Mandatory collection of DNA samples for anyone arrested, though not charged with a crime, has been declared unconstitutional by a California appeals court – and it is the second time in three years the panel has done it.
Mark Buza, convicted of arson in the burning of a San Francisco police car during a political protest, challenged the 1998 voter-approved law that requires police to collect DNA from any adult arrested for a felony, at the time of the arrest or during the booking process.
Police arrested Buza in 2009 after he was found near a burning police car and a search of nearby woods turned up a road flare and a bottle containing oil and gasloline, and oil was later found in Buza’s backpack. After his arrest, Buza refused to give a DNA sample and was charged with a misdemeanor for violation of the DNA Act.
The First District Court of Appeal held Thursday, for the second time in Buza’s case, that the collection law violates the Fourth Amendment protection against unreasonable searches because it comes before there has been a judicial determination of probable cause to level charges.
The DNA act “intrudes too quickly and too deeply” into the privacy rights of arrestees,” wrote Justice Anthony Kline for the panel.

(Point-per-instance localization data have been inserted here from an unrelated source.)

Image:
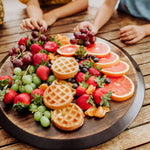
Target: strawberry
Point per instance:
(21, 102)
(101, 96)
(6, 77)
(80, 77)
(9, 96)
(38, 92)
(35, 48)
(38, 57)
(84, 101)
(43, 72)
(23, 41)
(50, 46)
(94, 71)
(91, 81)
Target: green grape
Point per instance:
(42, 109)
(51, 78)
(17, 71)
(21, 89)
(36, 80)
(27, 79)
(15, 87)
(33, 85)
(45, 122)
(33, 107)
(47, 114)
(31, 69)
(28, 88)
(37, 116)
(17, 81)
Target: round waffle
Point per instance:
(68, 118)
(65, 67)
(57, 96)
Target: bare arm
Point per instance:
(66, 10)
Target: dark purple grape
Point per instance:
(43, 37)
(35, 34)
(86, 43)
(42, 29)
(77, 35)
(92, 40)
(90, 34)
(73, 41)
(18, 63)
(83, 36)
(84, 30)
(27, 58)
(11, 52)
(22, 48)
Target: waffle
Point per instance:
(66, 83)
(65, 67)
(57, 96)
(68, 118)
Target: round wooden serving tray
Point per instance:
(93, 132)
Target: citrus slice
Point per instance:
(122, 87)
(117, 70)
(109, 60)
(68, 50)
(99, 49)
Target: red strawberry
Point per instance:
(9, 96)
(80, 77)
(43, 72)
(35, 48)
(6, 77)
(38, 92)
(91, 81)
(23, 41)
(98, 93)
(94, 71)
(80, 90)
(82, 102)
(51, 46)
(37, 58)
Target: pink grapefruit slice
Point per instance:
(109, 60)
(117, 70)
(99, 49)
(68, 50)
(122, 87)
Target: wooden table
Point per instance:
(137, 135)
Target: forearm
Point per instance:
(104, 13)
(34, 10)
(68, 9)
(146, 29)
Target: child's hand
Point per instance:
(131, 34)
(86, 24)
(33, 23)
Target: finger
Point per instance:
(35, 23)
(133, 41)
(29, 25)
(127, 38)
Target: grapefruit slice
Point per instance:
(117, 70)
(99, 49)
(68, 50)
(122, 87)
(109, 60)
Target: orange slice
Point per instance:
(122, 87)
(108, 60)
(68, 50)
(99, 49)
(117, 70)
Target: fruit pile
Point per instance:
(92, 74)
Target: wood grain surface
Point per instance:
(136, 136)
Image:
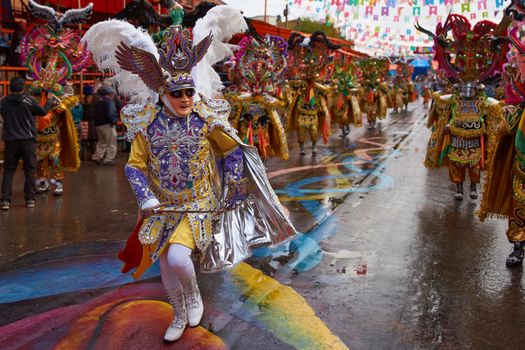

The panel issued a similar ruling in 2011 in Buza’s case but the California Supreme Court vacated the decision and sent it back to the panel to review in light of the 2013, U.S. Supreme Court decision, in King v. Maryland, that for the first time allowed DNA collection at the time of arrest. Previously, the high court had only allowed DNA collection after a conviction.
Thursday’s ruling, after a review of King, again strikes down the law.
“Because of significant differences between the California DNA Act and the Maryland law considered in King, we question whether King establishes the validity of the California Act’s application to arrestees under the Fourth Amendment,” Kline wrote.
But in any event, the panel based its decision solely on the California Constitution, “which in our view undoubtedly prohibits the search and seizure at issue,” Kline said.
Differences in Maryland Law
The biggest between Maryland and California law is that in Maryland a court is required to make a probable cause determination and an arraignment prior to a DNA collection. While the California law demands collection of DNA as soon as possible after arrest.
“This means that the arrestee’s DNA may be processed on the basis of an arresting officer’s designation of the alleged crime, even if he or she is never charged with a qualifying – or indeed any – crime,” Kline wrote.
He also pointed out that privacy expectations of a prearraigment arrestee are higher than those who has been subjected to a judicial finding of probable cause. He added that due to processing time, it is unlikely that immediate collection would make the DNA available any sooner.
“Like the four dissenting justices in King, we are unwilling to accept the premises that analysis of arrestees’ DNA is intended or in fact used for identification rather than investigation, or that ‘identification’ encompasses investigating criminal history,” he said.
Joining Kline were Justice James Richman and visiting Alameda Superior Court Judge Steven Brick.